Reklamasi yang bersifat masif sehingga menghadirkan ruang baru bagi aktivitas manusia bisa mengundang pendatang dari berbagai kultur yang berbeda. Menurut penelitian yang dilakukan oleh Ibrahim Aldarmaki tahun 2008 dalam tesisnya di Jurusan Geografi University of Southampton, Faculty of Engineering Science & Mathematics, pembangunan Jumeirah Palm Island bisa berdampak negatif bagi masyarakat lokal (indigenous people) yang merupakan minoritas karena hanya 12% dari populasi total. Intinya, reklamasi yang ditujukan untuk memanjakan kaum pendatang yang bermodal besar bisa memarginalkan kedudukan masyarakat lokal sehingga aktivitas yang terkait tradisi dan ritual bisa terancam.
Beban sosial yang meningkat di kawasan reklamasi secara langsung akan menjadi beban tambahan bagi lingkungan yang lebih luas karena kawasan reklamasi tidak berdiri sendiri. Kawasan reklamasi, terutama jika dijadikan kawasan elit dengan tingkat konsumsi tinggi, memiliki ketergantungan yang tinggi terhadap tempat lain dalam hal pasokan nutrisi, energi dan sebagainya. Kawasan reklamasi tidak bisa berjalan sendiri sehingga pembangunannya tidak bisa egois dan berharap semua pasokan dari luar tidak akan pernah terganggu. Hal ini ditulis dengan baik oleh Pernilla Ouis dalam sebuah bab ‘And an Island Never Cries’’: Cultural and Societal Perspectives on the Mega Development of Islands in the United Arab Emiratesyang menjadi bagian dari buku berjudul Macro-engineering Seawater in Unique Environments, Environmental Science and Engineering dan diterbitkan oleh Springer tahun 2011.

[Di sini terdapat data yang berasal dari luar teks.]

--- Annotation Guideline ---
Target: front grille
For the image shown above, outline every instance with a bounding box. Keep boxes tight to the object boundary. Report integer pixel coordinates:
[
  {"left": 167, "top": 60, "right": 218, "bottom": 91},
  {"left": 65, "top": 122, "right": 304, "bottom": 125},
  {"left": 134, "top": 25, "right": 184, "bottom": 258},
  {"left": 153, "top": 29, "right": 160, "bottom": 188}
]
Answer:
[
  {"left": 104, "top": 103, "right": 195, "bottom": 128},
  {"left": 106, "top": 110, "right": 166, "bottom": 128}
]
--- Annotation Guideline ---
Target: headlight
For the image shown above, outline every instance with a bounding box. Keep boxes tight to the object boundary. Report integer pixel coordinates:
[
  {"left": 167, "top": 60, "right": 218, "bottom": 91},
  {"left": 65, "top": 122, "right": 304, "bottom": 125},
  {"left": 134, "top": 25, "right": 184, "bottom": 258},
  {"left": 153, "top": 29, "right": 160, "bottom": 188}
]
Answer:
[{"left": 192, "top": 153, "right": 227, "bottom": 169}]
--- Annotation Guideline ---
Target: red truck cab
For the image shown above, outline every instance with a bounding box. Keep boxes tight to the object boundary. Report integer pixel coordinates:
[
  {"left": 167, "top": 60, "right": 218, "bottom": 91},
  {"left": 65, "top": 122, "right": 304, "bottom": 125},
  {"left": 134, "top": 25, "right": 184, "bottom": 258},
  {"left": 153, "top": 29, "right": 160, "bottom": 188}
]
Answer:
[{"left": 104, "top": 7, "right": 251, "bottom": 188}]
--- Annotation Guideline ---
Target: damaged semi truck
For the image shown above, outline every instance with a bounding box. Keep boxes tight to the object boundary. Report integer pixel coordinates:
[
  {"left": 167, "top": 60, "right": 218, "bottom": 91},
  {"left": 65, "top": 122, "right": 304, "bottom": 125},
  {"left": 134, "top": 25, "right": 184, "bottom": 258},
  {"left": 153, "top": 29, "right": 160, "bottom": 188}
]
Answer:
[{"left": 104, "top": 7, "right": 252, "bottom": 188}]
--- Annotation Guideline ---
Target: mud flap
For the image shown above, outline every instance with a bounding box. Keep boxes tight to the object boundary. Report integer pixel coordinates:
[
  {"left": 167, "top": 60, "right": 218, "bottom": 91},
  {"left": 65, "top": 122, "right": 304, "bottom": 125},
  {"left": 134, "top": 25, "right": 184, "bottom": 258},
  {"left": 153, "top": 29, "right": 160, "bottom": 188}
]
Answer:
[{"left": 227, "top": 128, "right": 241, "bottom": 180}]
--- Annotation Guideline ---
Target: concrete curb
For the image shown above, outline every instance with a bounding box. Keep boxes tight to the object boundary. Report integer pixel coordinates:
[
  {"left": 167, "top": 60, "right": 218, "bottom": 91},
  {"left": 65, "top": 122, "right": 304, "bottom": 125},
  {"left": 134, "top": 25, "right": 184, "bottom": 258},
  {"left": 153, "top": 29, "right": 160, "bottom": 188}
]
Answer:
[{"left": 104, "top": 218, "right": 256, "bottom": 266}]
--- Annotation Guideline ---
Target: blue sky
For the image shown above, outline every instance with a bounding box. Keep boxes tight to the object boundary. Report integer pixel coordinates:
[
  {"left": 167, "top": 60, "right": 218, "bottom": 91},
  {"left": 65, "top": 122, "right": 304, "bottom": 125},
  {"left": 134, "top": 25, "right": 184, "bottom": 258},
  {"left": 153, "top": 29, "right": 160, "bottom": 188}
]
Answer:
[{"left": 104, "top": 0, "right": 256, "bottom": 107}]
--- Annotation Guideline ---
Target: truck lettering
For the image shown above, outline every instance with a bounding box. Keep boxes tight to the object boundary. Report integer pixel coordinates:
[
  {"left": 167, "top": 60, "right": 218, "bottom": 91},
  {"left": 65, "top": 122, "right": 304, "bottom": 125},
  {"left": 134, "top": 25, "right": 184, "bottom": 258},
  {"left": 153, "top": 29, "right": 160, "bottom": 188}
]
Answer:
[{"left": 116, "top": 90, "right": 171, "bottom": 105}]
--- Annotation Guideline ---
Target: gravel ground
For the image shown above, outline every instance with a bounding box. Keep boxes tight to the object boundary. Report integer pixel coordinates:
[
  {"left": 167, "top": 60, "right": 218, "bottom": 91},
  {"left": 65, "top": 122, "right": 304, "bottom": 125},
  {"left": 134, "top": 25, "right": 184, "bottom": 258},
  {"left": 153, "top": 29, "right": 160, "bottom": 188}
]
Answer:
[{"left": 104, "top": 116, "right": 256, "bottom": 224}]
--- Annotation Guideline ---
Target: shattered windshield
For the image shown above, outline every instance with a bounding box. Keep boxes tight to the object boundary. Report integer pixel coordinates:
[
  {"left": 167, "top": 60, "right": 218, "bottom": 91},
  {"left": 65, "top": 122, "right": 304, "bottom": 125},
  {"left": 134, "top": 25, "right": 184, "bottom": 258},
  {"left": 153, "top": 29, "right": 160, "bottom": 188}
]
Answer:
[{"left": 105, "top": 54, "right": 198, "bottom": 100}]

Dalam konteks lain, reklamasi bisa menciptakan ruang sosial dan geografis baru yang bisa ‘terpisah’ dari lingkungan lainnya, terlebih jika kawasan reklamasi ini diperuntukkan bagi kaum berpunya. Reklamasi, terutama jika kental dengan privatisasi dan eksklusivisme, bisa mencipatakan ‘dunia baru’ yang terpisah dengan ‘dunia nyata’ di sekitarnya sehingga jurang berbedaan bisa kian menganga. Disparitas ekonomi dan gaya hidup bisa semakin menegas dan bisa muncul kecemburuan di atara kelas-kelas masyarakat yang kian lebar perbedaanya. Dalam tulisannya yang berjudul man-made islands as anxious spaces, cultural icons, and travelling visions, di jurnal Environment and Planning tahun 2009, volume 41, Mark Jackson dan Veronica della Dora mengingatkan kita akan potensi ini.
Tulisan ini bisa bertambah panjang karena memang sangat banyak dampak reklamasi yang perlu mendapat perhatian serius. Intinya, perlu disadari bahwa reklamasi tidak selalu menghadirkan ruang baru dengan suasana dramatis seperti yang kita bayangkan atau lihat dari iklan-iklan pariwisata. Di balik itu telah mengintip berbagai bahaya yang jika tidak diantisipasi bisa menjadi serangan balik yang dasyat dan menghancurkan. Memang harus diakui, ada hal yang baik dari reklamasi tetapi di balik iming-iming kebaikan itu senantiasa ada potensi bahaya. Di balik kecantikan yang dijanjikannya, kita harus ingat bahwa reklamasi tidak selalu seksi.
PS. Sebagian isi tulisan ini telah terbit di Bali Post taggal 18 April 2O14.